According to a new study, "The social cost of carbon: implications for modernizing our electricity system," recently published online by the Journal of Environmental Studies and Sciences, electricity generated by renewable sources can be comparable in cost, or even less expensive than, electricity generated by more traditional sources. By recalculating the penalties that ought to be assessed for carbon dioxide emissions--the so-called social cost of carbon--the researchers conclude that the actual cost of electricity generation is cheaper using renewable resources than using traditional coal plants, for example.

The social cost of carbon, known by its acronym of SCC, is "a monetization of the impact, or the damages, from the carbon dioxide that's been put into the air," says Chris Hope, Ph.D., a reader in policy modeling and a fellow of Clare Hall at the Judge Business School at the United Kingdom's University of Cambridge. Hope coauthored the piece with Laurie T. Johnson, Ph.D., and Starla Yeh, both with the National Resources Defense Council (NRDC), based in Washington, D.C. Johnson is the chief economist at the NRDC's Climate Center, while Yeh is located in the organization's Center for Market Innovation.
NRDC has long been a hard-left front group...
"If you believe in the polluter pays principle, then the social cost of carbon dioxide is what you would want to charge anybody who emitted a ton of carbon dioxide into the atmosphere," Hope explains. The SCC method has been in existence for some time; the federal government's Office of Management and Budget (OMB) guidelines, for example, suggest that in calculating such costs, agencies of the federal government should use 'market' discount rates, according to Johnson, who responded to written questions posed by Civil Engineering online. "We disagree with using market rates for intergenerational damages, and therefore [we] re-estimated the SCC using [new] rates."
They didn't like the answer, so they changed the rules.
The OMB rates translate to $52, $33, and $11 (in 2007 dollars) as today's SCC of one metric ton of CO2 released into the atmosphere, according to the report. These numbers are based on discount rates of 2.5, 3, and 5, percent, respectively, which assume a continually improving economy when comparing the value of today's dollars to those of the future. But these percentages are too steep, the authors of the study argue, in part because off the uncertainty of the future of America's economy. According to the study, more reasonable discount rates of 1, 1.5, and 2 percent should be used, and these create SCC charges of $266, $122, and $62 per ton of emitted CO2.
Figures don't lie, but ... I wonder if they factored in rare bird strikes as a social cost?
Posted by:Bobby

#6  1. Create study
2. Create catchy acronym
3. Submit grant paperwork
4. Profit!
Posted by: tu3031   2013-10-15 19:32  

#5  Oh, but I've been calculating the social costs of wind, and it turns out it's an extra eleventy billionty hundred dollars per electron. Bummer.
Posted by: Iblis   2013-10-15 18:24  

#4  I guess that's what they're calling fudge factors this week.

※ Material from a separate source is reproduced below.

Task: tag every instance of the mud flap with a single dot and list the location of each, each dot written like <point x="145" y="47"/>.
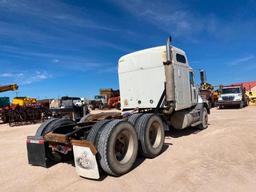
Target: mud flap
<point x="85" y="159"/>
<point x="37" y="151"/>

Oh hell, I don't think I've linked to this this week...

Electron Band Structure of Germanium, My Ass.
Posted by: Thing From Snowy Mountain   2013-10-15 17:02  

#3  The social cost of carbon, known by its acronym of SCC..

Better known as 'pulling the numbers out of my butt', aka what do you want the numbers to say.
Posted by: Procopius2k   2013-10-15 16:42  

#2  We need to recognize that CO2 is a dangerous poison and none of us will be safe until it is entirely removed from our atmosphere. Sure, the plants are going to hate it, but what have they ever done for us?
Posted by: SteveS   2013-10-15 15:39  

#1  Since they don't back carbon free nuclear power they are clowns.